I could explore that, but I want to see what the overhead is. I already wrap a contiguous storage as a direct buffer, which has a capacity of size_t(-1). So these write directly end up in the underlaying storage. The only overhead should be one size check for every write operation. This change shows a large improvement there too since instead of checking the capacity every character it is checked once per write operation.

Next I want to look at the std::back_inserter<std::string>. That operation still stores all data in a temporary buffer before copying the entire buffer to the string. There I expect it will be possible to improve the performance of std::format itself.

libcxx/include/__format/buffer.h
89

The all should be, but I will do the unrelated changes in a separate NFC patch. I noticed it while working on this, the the comment at line 71.

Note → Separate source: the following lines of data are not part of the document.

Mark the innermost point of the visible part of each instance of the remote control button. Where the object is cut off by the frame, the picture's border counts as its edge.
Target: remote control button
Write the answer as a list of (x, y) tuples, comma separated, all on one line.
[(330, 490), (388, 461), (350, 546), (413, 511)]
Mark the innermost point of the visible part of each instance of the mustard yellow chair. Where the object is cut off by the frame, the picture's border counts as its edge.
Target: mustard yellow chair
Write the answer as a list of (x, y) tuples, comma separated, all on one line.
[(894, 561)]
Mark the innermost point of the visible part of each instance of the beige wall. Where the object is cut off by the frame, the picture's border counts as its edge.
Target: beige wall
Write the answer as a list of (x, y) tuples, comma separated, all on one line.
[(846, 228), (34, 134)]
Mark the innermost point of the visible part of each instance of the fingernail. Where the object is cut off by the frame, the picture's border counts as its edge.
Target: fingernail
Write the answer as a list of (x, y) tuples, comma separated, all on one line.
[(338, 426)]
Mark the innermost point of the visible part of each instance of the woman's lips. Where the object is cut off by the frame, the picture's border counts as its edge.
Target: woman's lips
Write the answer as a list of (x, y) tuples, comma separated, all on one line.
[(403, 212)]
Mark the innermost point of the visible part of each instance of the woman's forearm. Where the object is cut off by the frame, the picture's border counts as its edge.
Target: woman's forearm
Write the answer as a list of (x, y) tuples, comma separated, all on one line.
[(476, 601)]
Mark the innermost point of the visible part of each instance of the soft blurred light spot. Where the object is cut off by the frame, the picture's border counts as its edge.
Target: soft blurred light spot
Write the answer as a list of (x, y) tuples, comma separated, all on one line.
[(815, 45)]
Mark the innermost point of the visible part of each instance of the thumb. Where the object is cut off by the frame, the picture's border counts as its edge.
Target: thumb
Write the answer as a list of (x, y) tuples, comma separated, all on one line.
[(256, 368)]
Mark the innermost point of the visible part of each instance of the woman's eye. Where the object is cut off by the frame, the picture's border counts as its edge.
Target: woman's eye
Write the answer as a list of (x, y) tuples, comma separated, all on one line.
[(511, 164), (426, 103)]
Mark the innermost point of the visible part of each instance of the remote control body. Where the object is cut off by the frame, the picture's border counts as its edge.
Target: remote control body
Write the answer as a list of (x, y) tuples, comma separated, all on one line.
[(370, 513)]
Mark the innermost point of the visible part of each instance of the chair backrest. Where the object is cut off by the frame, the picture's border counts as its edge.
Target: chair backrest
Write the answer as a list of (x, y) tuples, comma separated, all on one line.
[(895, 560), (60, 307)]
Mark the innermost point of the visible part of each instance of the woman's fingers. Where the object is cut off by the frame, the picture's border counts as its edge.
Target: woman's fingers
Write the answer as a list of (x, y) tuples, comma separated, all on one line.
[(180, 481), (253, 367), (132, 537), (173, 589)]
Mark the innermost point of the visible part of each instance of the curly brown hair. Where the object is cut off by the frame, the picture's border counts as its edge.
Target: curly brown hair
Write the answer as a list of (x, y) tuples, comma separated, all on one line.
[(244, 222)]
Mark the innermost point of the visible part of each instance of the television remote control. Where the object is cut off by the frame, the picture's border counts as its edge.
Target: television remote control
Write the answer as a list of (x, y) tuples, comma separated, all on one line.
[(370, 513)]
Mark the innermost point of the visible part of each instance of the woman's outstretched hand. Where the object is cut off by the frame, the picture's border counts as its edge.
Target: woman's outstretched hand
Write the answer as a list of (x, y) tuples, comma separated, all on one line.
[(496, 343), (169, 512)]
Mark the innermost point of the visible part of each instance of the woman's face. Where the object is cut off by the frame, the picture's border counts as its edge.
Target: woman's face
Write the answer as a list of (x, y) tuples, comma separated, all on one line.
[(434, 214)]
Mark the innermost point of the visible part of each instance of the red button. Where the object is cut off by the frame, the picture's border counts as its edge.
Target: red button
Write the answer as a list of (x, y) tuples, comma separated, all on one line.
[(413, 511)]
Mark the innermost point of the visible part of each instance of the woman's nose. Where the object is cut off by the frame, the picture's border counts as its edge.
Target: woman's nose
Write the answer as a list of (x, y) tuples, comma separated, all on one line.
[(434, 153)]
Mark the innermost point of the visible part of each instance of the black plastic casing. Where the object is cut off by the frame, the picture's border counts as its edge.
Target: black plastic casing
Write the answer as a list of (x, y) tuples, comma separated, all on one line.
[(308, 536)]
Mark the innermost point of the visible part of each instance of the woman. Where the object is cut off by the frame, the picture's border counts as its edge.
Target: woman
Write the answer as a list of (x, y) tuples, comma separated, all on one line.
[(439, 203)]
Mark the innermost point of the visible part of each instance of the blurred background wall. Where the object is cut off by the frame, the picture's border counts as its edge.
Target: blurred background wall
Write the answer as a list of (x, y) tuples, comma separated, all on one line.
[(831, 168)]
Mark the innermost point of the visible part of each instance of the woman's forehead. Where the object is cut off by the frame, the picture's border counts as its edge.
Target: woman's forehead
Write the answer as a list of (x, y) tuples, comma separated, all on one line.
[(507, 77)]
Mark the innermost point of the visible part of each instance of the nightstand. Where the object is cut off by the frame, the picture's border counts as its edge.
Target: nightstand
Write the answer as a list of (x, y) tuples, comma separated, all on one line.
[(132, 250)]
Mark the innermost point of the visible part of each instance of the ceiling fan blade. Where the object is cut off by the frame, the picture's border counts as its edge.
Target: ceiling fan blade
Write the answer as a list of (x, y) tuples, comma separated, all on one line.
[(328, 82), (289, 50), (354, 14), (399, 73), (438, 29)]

libcxx/include/__format/formatter_output.h
97

You mean in output_iterator<const _OutCharT&>?
I used that due to http://eel.is/c++draft/format#functions-13
Constraints: Out satisfies output_­iterator<const charT&>. Should that wording be different?

Next I want to look at the std::back_inserter<std::string>.

That and std::back_inserter<std::vector<char>> are exactly the cases I had in mind in "exploring direct writes to contiguous containers", sorry for not being clear. I'm glad that you have it planned.

libcxx/include/__format/formatter_output.h
97

Ah, right. I always forget what T means in output_iterator =).

Mordante marked 3 inline comments as done.Aug 3 2022, 10:31 AM

Next I want to look at the std::back_inserter<std::string>.

That and std::back_inserter<std::vector<char>> are exactly the cases I had in mind in "exploring direct writes to contiguous containers", sorry for not being clear. I'm glad that you have it planned.

No problem, I was already wondering whether you meant that use case instead.

ldionne requested changes to this revision.Aug 9 2022, 9:57 AM
ldionne added inline comments.
libcxx/include/__format/buffer.h
97
130–136

I'm not super happy with this comment and this assertion. Either it is possible to hit that code path, in which case there should be a test for it and this comment can go. Or it's impossible to hit the code path, in which case the assertion stays (with a different diagnostic) but the comment goes.

200

Side comment: I find it a bit hard to read with the Doxygen annotations. Since we don't generate Doxygen docs, I wonder what's the benefit of doing this.

219

Where __n is the number of characters we want to write. Or maybe __characters.

This revision now requires changes to proceed.Aug 9 2022, 9:57 AM
Mordante marked 4 inline comments as done.Aug 13 2022, 2:44 AM
Mordante added inline comments.
libcxx/include/__format/buffer.h
130–136

Actually it I had already done the right thing(tm) but removed the comment and assertion.

200

I removed some. I still see some benefit since some syntax highlighting uses this information too.

Mordante updated this revision to Diff 452397.Aug 13 2022, 2:56 AM
Mordante marked an inline comment as done.

Rebased and addresses review comments.

ldionne accepted this revision.Aug 16 2022, 9:18 AM
This revision is now accepted and ready to land.Aug 16 2022, 9:18 AM
This revision was landed with ongoing or failed builds.Aug 16 2022, 9:54 AM
This revision was automatically updated to reflect the committed changes.